Olgaç, biriktirdikleri eserleri satmayarak sergileyip müşterileriyle paylaşmayı amaçladıklarını ifade ederek, “Burada 3 bin-4 bin arası eser çıkar, genelde semaverlerimiz var. Onların dışında Çanakkale’den kalma tüfeklerden 1950 yılından kalma radyolara kadar eserler var. Günümüzde insanlar buraya geldiğinde, bu babamda da vardı, dedemin de vardı diyebilecekleri malzemeler var. Benim için hepsi değerli, hiçbirini ayırt etmiyorum. Ayırt etmiyorum, çünkü hepsinin değeri benim için aynı. Bu işe maddiyat olarak bakmıyoruz, maddiyat olarak bakarsak biz burada bunları satışa sunmuş oluruz. Ancak biz bunları burada insanların görseline sunuyoruz. Müşterilerimiz bunları burada gördüğü zaman bunlara dokunabiliyor, o anı tekrardan yaşayabiliyor. Buradaki amacımız, buraya gelen müşterinin çay içtiği zaman o çayla beraber geçmişe gitmesi” dedi.

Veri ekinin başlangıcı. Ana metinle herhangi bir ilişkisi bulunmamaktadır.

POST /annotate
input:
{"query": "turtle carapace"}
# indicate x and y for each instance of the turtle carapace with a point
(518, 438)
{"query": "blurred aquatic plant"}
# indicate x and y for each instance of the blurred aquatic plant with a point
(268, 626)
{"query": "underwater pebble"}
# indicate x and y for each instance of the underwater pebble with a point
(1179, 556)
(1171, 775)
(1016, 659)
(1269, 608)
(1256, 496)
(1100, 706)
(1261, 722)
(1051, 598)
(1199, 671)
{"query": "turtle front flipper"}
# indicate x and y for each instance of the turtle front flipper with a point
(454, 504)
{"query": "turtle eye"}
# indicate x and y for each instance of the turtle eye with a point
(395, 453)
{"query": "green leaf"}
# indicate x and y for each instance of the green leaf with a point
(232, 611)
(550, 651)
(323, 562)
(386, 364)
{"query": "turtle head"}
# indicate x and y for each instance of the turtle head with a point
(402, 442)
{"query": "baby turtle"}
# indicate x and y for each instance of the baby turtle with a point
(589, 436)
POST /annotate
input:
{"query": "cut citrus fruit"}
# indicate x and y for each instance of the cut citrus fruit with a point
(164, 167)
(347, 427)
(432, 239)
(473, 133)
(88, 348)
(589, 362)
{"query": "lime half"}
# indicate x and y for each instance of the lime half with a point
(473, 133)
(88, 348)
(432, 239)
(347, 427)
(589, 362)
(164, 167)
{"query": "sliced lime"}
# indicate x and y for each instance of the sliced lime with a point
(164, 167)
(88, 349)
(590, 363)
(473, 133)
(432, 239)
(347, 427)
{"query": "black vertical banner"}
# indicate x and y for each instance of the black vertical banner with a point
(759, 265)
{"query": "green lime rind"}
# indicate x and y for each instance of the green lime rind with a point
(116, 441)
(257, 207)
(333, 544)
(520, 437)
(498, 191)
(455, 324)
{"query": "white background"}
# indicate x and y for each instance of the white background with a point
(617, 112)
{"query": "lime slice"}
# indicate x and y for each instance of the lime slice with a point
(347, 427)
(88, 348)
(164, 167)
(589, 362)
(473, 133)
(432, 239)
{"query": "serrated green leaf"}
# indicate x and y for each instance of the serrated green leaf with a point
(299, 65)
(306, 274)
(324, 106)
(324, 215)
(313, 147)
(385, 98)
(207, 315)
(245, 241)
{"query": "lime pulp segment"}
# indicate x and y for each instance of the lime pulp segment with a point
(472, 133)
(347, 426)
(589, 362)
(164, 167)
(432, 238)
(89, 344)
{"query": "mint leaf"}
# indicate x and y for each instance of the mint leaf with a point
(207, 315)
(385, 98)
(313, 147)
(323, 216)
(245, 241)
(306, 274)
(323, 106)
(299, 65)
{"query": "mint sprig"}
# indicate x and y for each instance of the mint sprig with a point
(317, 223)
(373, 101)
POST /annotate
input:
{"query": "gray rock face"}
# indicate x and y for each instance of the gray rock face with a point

Çaylarını yudumlarken geçmişe gidiyorlar


Seyfettin Olgaç ise müşterilerinin çaylarını yudumlarken geçmişe gitmenin keyfini yaşattıklarını vurgulayarak, “Bu meslek 1965’den itibaren deden gelen bir meslek. Duvardaki eski antika eşyaları babam ve amcam hobi olarak devam ettirdi, bu hobi artık bize de geçti. Biz de devam ediyoruz. Hep birlikte topluyoruz. Antikaların ne kadar değerli olduğu, maddi veya manevi bir önemi yok, bizim için eski olması gayet yeterli bu konuda. En eski antika mühürlü olan semaverlerimiz ve savaşlarda kullanılmış süngülerimiz, tüfeğimiz var. Babam 50 yaşında, 10 yaşında bu hobiye merak salmış. Yaklaşık 40 senedir babam topluyordu, buna amcam da dahil oldu. Yaşım ilerledikçe ben de katıldım. Sivas’ın köylerinden, mezralarından nerelerde varsa antika ücretini ödeyip üç elden topladık. İlk önce gelen müşterilerin yaş ortalamasına göre değişiyor, gençler bilgiye aç oldukları için her şeyi öğrenmek istiyor. Daha büyük yaşta olan insanlar da ‘bu radyoyu ben kullanıyordum’ diyor. Hüzünlenme yaşıyorlar. Bu duvarları böyle yapmamızdaki sebep gelen müşterinin geçmişi tekrardan yaşaması, biz bunu böyle düşündük. Babamda şöyle bir isim verdi; ‘şehrin belleği’ adında. Buraya bu antikaları görmek için gelip saatlerce gezen müşterilerimiz var” şeklinde konuştu.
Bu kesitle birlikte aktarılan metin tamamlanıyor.